Corona-Politik in Hamburg: Ohne Maß und Mitte

| Lesedauer: 3 Minuten
Matthias Iken ist stellvertretender Chefredakteur des Hamburger Abendblattes.

Matthias Iken ist stellvertretender Chefredakteur des Hamburger Abendblattes.

Foto: HA

Der rot-grüne Senat setzt in Corona -Zeiten auf einen immer strengeren Sonderweg. Das Ausland spottet über Deutschland.

Hamburg. Vielleicht sehnt sich die Politik in das Frühjahr 2020 zurück. Damals blickte die Welt mit einer Mischung aus Neid und Anerkennung auf Deutschland. Europas Musterschüler schien es wieder geschafft zu haben. Die Infektions- und Todeszahlen waren deutlich niedriger als anderswo, der Lockdown funktionierte, auch weil er den Menschen manche Rechte ließ und keine Ausgangssperren vorsah. Die Zustimmung für die Politik erreichte Rekordwerte – drei Gesichter dieser Krise waren Kanzlerin Angela Merkel (CDU), Bayerns Ministerpräsident Markus Söder (CSU), Hamburgs Bürgermeister Peter Tschentscher (SPD).

Ein Jahr später ist vieles anders: Die Deutschen haben es in der zweiten Welle nicht vermocht, ihre Risikogruppen zu schützen, trotz moderater Infektionszahlen lagen die Todeszahlen höher als bei den Nachbarn, der Lockdown funktioniert nach vier Monaten nur noch leidlich, die Menschen werden zunehmend wütend.

Ausland spottet über Impfchaos in Deutschland

Und das Ausland blickt mit Spott und Verwunderung auf das deutsche Impfchaos. Der britische Boulevard gießt Häme über das Land, und die dänische Ministerpräsidentin Mette Frederiksen fordert Deutschland angesichts Hunderttausender ungenutzter AstraZeneca-Impfstoffe auf, diese in den Norden zu liefern: „Wenn Deutschland die Impfstoffe nicht will, Dänemark nimmt sie gern.“ Merkel, Söder und Tschentscher aber halten am alten Kurs fest und predigen den harten Lockdown. Getreu dem Motto: Was vor einem Jahr richtig war, kann doch heute nicht verkehrt sein, oder?

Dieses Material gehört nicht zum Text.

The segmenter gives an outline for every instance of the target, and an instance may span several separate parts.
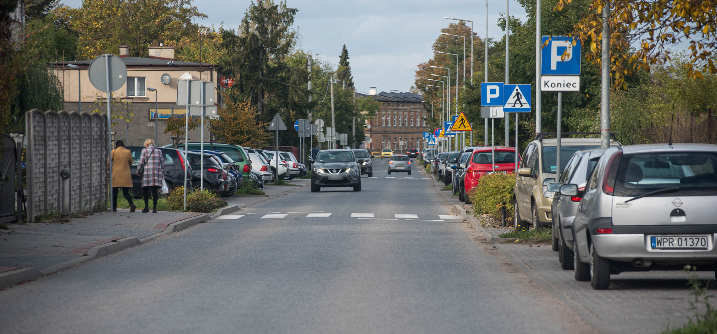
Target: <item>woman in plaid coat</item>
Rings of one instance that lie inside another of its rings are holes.
[[[144,148],[140,154],[139,163],[137,164],[137,175],[142,171],[142,192],[144,196],[144,210],[143,212],[149,212],[149,193],[152,192],[152,200],[154,210],[157,212],[157,198],[159,188],[162,186],[162,178],[164,177],[164,159],[162,150],[154,147],[154,140],[144,141]]]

Gerade Hamburg verliert langsam Maß und Mitte. Die neue Maskenpflicht ist reine Symbolpolitik. Es gibt keinen Virologen, der den Alsterspaziergang für einen Infektionsherd halten würde. Trotzdem hat der rot-grüne Senat die Maskenpflicht verhängt. Und überwacht seine Bürger mit dem massiven Einsatz von Polizei und gar einem Hubschrauber. Im Jenischpark verfolgt ein Streifenwagen einen Jugendlichen fast wie einen Schwerverbrecher. Sein Vergehen: Er hatte sich nicht an Corona-Regeln gehalten. Da kam Corona-Sünder Andy Grote als Innensenator mit seinem Stehempfang ja glimpflich davon.

Bildungsdesaster in Hansestadt

Notabene: Als beim G-20-Gipfel Hundertschaften von Autonomen mit Zwillen und Steinen Bürgerkrieg spielen wollten, ereiferten sich viele Linksliberale über Polizeigewalt. Jetzt schweigen sie. Man weiß kaum, was schlimmer ist: der Verlust von Maß und Mitte – oder die mangelnde Debatte darüber.

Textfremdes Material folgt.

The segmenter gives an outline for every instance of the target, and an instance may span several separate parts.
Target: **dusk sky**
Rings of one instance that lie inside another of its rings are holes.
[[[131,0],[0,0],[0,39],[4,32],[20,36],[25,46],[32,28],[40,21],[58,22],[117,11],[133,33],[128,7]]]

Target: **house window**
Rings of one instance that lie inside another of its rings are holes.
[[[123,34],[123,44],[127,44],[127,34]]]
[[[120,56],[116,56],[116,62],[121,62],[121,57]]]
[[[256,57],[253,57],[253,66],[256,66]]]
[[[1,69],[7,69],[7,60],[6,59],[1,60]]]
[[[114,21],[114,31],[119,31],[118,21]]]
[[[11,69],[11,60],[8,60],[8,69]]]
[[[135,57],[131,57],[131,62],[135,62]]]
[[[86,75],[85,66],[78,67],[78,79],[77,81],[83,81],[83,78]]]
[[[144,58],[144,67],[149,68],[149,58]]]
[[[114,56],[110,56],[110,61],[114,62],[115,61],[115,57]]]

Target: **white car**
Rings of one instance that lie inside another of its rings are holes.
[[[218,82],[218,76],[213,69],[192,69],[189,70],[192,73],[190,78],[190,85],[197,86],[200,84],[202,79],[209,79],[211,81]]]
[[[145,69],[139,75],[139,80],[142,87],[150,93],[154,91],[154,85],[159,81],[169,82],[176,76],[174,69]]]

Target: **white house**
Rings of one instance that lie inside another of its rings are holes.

Auch in der Schulpolitik ist Hamburg übervorsichtig. Zwar hat das Robert-Koch-Institut gerade eine Analyse vorgelegt, wonach Schulen in der Infektionslage „eher nicht als Motor eine größere Rolle spielen“. Trotzdem lässt die Hansestadt das Bildungsdesaster laufen. Wenn nichts dazwischenkommt, dürfen 60 Prozent der Schüler ab Mitte März wieder alle zwei Tage in die Schule, 40 Prozent müssen zu Hause bleiben. Fast überall in Europa – auch dort, wo die Infektionszahlen viel höher sind und die Mutation verbreiteter ist – sind Schulen längst offen. Auch Läden dürfen unter strengen Hygienemaßnahmen wieder öffnen, weil der Dauerlockdown Existenzen, Firmen und Menschen zerstört.

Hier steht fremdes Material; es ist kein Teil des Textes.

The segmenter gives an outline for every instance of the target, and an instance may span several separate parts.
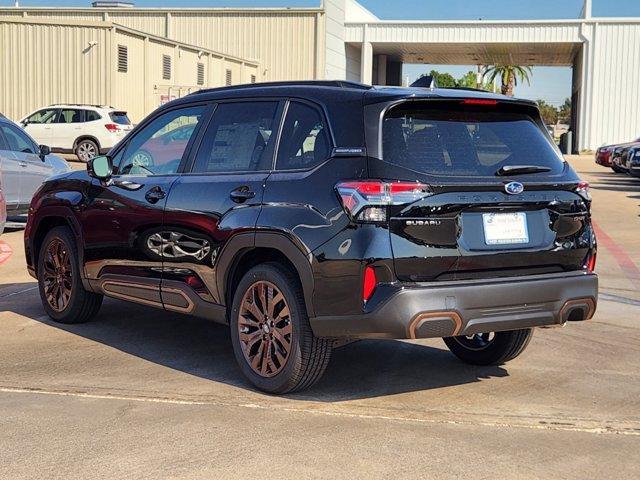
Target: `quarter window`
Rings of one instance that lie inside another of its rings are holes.
[[[0,129],[2,129],[2,133],[9,144],[9,150],[21,153],[36,153],[34,150],[35,145],[29,140],[29,137],[16,127],[13,125],[2,125]]]
[[[62,109],[57,123],[82,123],[84,122],[84,110]]]
[[[329,158],[331,142],[322,114],[303,103],[291,102],[278,149],[278,170],[307,169]]]
[[[269,170],[277,102],[223,103],[204,134],[195,173]]]
[[[204,106],[167,112],[131,139],[119,162],[120,175],[171,175],[204,113]]]
[[[45,108],[38,110],[36,113],[27,118],[28,123],[53,123],[58,113],[57,108]]]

No-Covid-Strategien und immer niedrigere Inzidenzzahlen

Nur in Deutschland tut sich wenig: Vor einem Jahr wurde stolz auf die hohe Anzahl der Intensivbetten verwiesen. Der Lockdown sollte helfen, die Kliniken vor dem Kollaps zu bewahren. Das war richtig. Jetzt reden manche Virologen nur noch von No-Covid-Strategien, und die Politik folgt mit immer niedrigeren Inzidenzzielen. Vielleicht sollte man gerade Hamburgs Bürgermeister an den Satz seines Vorbildes, des Arztes Rudolf Virchow, erinnern: „Bildung, Wohlstand und Freiheit sind die einzigen Garantien für eine dauerhafte Volksgesundheit“.